Call my office and you’re apt to be greeted by Patrick Ramsdell; do it a second time and he’ll probably remember your voice. He inputs the public auctions and mail sales plus provides customer service. Patrick’s been front and center with my company for twenty years now. I couldn’t do it without him.
How Patrick came here is a convoluted tale.
Back in the day when MRI was very small, just a few employees on Winter Park’s
tony Park Avenue in a few hundred square feet of rented space, I had a problem. I’d just lost a couple of data entry employees (husband transferred, nervous breakdown) and was scraping around for another. I didn’t relish the idea of placing an ad in the paper because of the value and portability of my inventory. Luckily, a friend recommended someone who worked out swimmingly named Bob.
I admired Bob because he was the single parent of a child, and I thought raising a child alone showed character and determination. He’d been laid off elsewhere. Good employee for us. After a while, as the fortunes of the company blossomed and he took the training for our new Acer computer system, I asked him what it would take to pay off all his bills and get caught up to date.
To his great surprise, midweek I cut him a bonus check in the amount of $2,000, equal to that which he said would pay his back bills. I didn’t qualify it, didn’t couch it in the form of a job contract. In 1990, $2,000 out of the blue was a tremendous amount of money. He was doing a great job, and I wanted to take the worry off his mind.

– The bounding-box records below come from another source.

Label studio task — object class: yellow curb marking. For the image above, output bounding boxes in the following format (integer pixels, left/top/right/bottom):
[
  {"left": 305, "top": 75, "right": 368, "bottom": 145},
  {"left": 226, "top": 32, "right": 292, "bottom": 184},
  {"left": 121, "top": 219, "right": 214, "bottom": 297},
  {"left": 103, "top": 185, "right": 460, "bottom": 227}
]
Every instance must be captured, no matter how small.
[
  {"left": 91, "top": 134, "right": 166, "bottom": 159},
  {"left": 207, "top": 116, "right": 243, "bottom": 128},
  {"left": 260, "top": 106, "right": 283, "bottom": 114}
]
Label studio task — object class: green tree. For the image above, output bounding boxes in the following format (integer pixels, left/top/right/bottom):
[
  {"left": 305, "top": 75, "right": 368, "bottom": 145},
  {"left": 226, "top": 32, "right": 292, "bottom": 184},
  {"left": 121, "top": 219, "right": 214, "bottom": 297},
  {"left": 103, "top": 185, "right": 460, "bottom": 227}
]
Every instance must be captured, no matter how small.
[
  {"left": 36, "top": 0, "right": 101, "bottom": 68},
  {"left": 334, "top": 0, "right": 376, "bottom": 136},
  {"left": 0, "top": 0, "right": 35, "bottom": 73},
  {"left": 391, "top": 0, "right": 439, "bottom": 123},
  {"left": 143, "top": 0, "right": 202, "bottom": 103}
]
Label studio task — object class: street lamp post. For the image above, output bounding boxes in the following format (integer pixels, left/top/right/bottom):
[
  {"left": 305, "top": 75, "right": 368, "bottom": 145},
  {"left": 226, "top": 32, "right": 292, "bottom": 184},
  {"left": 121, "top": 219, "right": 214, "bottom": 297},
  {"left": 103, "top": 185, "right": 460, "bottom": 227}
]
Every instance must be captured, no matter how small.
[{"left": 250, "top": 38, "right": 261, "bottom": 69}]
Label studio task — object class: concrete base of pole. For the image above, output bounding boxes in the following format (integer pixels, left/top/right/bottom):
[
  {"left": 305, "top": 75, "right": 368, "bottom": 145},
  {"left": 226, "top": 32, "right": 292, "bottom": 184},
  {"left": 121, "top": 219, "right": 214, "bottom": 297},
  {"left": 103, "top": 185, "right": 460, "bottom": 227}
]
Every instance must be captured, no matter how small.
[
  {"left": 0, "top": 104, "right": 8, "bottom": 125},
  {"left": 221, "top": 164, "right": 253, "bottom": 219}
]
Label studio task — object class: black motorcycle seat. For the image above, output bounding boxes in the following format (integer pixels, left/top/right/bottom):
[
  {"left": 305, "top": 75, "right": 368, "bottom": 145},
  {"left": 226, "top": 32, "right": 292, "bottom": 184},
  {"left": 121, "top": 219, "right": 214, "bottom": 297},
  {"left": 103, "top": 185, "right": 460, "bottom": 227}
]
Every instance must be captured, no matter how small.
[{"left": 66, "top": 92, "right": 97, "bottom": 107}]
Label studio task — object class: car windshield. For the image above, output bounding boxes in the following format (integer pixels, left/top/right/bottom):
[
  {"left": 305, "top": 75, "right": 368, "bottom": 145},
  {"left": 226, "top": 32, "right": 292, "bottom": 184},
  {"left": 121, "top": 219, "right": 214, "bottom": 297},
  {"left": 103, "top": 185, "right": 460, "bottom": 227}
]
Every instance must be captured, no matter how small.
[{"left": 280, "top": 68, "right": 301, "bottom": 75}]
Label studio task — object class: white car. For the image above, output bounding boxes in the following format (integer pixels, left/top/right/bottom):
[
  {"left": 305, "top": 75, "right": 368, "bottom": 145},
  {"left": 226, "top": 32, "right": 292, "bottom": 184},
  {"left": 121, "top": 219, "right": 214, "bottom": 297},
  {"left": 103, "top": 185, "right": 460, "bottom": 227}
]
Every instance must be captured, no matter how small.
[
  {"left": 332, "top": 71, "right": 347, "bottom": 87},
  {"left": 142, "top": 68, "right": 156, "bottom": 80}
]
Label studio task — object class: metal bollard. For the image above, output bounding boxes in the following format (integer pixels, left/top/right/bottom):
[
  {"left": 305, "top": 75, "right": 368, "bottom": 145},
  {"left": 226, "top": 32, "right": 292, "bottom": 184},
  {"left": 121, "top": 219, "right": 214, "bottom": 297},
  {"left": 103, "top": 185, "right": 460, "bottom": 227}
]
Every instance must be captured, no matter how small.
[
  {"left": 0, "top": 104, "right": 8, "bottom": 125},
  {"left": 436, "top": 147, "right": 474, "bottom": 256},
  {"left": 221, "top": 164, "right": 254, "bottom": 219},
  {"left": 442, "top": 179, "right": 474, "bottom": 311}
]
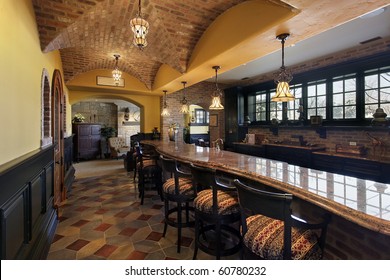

Well, Friday came, and Bob turned in his notice saying he’d always wanted to work in a newspaper, and now that his bills were caught up, what better opportunity than now? So the
next Friday was going to be his last day! I sputtered that his leaving, especially since he was newly trained for a brand-spanking new computer, was leaving me in the lurch. He said, no kidding, business is business. I said, “You’ll never have an employer who’ll do for you what I did and one day you’ll need me.” Empty words
I had a local retired business executive that I looked to for advice so I called him. Marshall placed an ad in the
Orlando Sentinel to fill the data entry position. He interviewed a few, choosing a guy named John. I thought it strange Marshall could hire someone offsite without at least sitting down at our computer.
We had a small office, four rooms was all, with the center room divided in half by a break-front. Entering the front door, folks came to a
computer desk and waiting area, and beyond the break-front was the mail-room. On the left could be found the auction describers and retail, on the right was my 8 x 10-foot office.
In those days, we had the mailing list on four
floppy disks, each backed up once.
On John’s first day, I showed him around, then sat him down. He turned on the computer and I went into my office. A while later, John knocked on my door, announcing that there was a problem. Seemed that he’d erased the G-L mailing list disk, and “somehow” the back-up G-L disk had gotten erased as well!
Well, I knew how to fix it, but I had to wrap my mind around the response, and in order to do that, I needed to calm down from this disaster.
Relief would come in the form of me going through thousands of invoices by hand, selecting viable candidates for the mailing list. Countless hours of tedious work!
I’m not a shouter. It is really difficult for me to lose my temper, so I asked John to give me a minute by myself. I closed the door of my office, walked over to a laminate cabinet, grabbing a souvenir I had of a airline flight—a one ounce bottle of rum—and had just about settled myself into a high backed chair, my legs in the lotus position, mellowing out “Zummmmmm,” when John interrupted my serenity, saying “You’re mad, aren’t you?”
Nope. Just give me a minute. Not more than 30 seconds passed before he returned
interrupting my breathing exercises, knock-knock, get up, over and over, 3 times
in a row, in a five minute span. I got progressively more agitated, him interrupting, me trying to zone out.
Finally he got it.
Eventually
I
became
upset. Then he said the very worst thing he possibly could have: he blamed the loss of the back-up disk data on the mail room clerk (who had not touched the computer at all). So I let him go.
He
even made a claim for unemployment, saying we should have told him what “delete” meant.
Sometimes it pays to know who your friends are. I asked my good friends if they knew of anyone looking for a job. And that’s when I found Patrick.
Patrick was a long time employee of Sun Bank. He’d reached a plateau in his career while, at my company, we were growing exponentially. When I hire, I make a point of saying that I can and do learn from all associates. I told Patrick that I will depend upon him. Patrick frees me to do what I enjoy most. As my executive assistant, I am relieved of much of the day to day details that would clog my time. I’m on the road often for consignments and buying. I write up most of the China/Asia in our auctions. Life is simpler and I get to play with stamps!